Poor Andira; she was getting hit with one shock after another.
“No! She did?” Andira rubbed her forehead ridges and muttered, “Unbelievable.”
“And she knows you didn’t win that fight alone. I don’t know how, but she knows.”
“Family honor and professional honor in one twisted package. She really did
have reason to challenge me.” The relaxing edges of Andira’s emotions snapped back into rigidly defined lines. “But not by taking you hostage.”
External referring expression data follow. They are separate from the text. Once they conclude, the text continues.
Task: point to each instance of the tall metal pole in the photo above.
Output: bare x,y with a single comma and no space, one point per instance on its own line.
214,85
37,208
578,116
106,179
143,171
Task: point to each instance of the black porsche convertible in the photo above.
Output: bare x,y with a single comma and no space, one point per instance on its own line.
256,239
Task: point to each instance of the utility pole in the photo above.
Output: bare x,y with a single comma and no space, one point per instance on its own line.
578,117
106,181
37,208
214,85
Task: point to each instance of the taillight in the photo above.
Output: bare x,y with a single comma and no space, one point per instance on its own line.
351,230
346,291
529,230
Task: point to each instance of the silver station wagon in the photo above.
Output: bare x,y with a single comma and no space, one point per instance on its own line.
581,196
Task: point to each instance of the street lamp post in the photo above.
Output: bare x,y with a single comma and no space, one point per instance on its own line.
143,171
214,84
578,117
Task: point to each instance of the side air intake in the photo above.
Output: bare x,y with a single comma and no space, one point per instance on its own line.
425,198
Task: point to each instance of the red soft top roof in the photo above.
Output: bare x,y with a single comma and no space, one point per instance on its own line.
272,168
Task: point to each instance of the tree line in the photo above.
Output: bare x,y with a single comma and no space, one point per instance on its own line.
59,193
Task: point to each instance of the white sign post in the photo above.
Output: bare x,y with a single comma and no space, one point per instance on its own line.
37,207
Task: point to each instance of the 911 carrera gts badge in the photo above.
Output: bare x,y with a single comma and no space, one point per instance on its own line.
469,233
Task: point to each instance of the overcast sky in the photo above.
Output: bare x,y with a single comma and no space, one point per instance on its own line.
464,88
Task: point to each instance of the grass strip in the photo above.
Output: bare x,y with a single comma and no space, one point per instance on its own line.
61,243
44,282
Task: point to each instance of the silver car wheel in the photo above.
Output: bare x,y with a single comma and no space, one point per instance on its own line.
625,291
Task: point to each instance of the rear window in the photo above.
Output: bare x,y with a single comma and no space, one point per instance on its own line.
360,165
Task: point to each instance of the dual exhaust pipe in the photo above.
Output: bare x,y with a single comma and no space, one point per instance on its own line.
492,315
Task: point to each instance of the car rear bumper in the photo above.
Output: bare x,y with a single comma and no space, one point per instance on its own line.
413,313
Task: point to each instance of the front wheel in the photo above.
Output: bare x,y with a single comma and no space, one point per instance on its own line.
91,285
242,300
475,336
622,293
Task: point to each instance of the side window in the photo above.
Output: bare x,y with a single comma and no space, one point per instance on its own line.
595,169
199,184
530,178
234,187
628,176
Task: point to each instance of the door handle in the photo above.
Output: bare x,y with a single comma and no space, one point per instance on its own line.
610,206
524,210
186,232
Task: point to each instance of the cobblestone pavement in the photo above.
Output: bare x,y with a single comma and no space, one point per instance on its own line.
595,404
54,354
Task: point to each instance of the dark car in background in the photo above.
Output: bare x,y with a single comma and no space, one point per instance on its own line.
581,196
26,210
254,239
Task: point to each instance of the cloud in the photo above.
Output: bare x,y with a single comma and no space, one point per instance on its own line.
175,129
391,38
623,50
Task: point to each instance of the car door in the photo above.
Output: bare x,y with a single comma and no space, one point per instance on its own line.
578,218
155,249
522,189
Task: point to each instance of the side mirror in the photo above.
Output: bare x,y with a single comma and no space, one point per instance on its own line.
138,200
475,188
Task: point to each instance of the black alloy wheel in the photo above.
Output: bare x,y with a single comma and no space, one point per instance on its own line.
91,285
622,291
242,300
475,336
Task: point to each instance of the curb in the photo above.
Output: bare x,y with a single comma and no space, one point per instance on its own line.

“I won’t argue, but I do see her point of view. She’s a criminal. The AIF has been hunting her for six moons. How was she ever going to get you to agree to a challenge?”
Andira scowled.
“Oh, and I think her records are wrong.” Salomen was beginning to get a perverse sort of enjoyment out of this conversation. “They say her association with Shantu started when she was twenty. She said she’s considered him a father since she was seventeen.”
“Seventeen? But that’s . . .” A spark of interest brightened their connection; Andira’s agile mind was turning this over. “He must have secretly sponsored her. His own private warrior, kept hidden for her entire career. He bought her loyalty with a sponsorship, and then he was the only oath holder she ever had.”
Salomen rested a hand over Andira’s heart. “I felt that. This just softened a bit.”
“I’d still just as soon kill her as look at her.”
“I know. But you also want the truth.”
“Your heart is too soft,” Andira grumbled.
“But I’m right.”
“I hate it when you do that.”
“Be right?”
“Upset my perfectly reasonable judgments.”
Salomen looked past her shoulder to the temple, her brief moment of humor crushed by the words.
She had thought her judgment was reasonable yesterday. But she had confused fantasy with intent, something that would not have been possible before Andira taught her to focus her senses. Now she was strong enough to sense fantasy but not skilled enough to differentiate it from intent. She had learned just enough to be dangerous.
“That was an abrupt shift,” Andira said. “What are you thinking?”
“That I need a cup of shannel.”
Andira followed her to the corner of the office and bent to pull two cups and saucers from the cupboard.
“Do you remember when I said I didn’t want any more training?” Salomen asked as she accepted the first cup. “And you thought I was wasting my talent?”
“I didn’t think it, I knew it. But it was your choice to make.”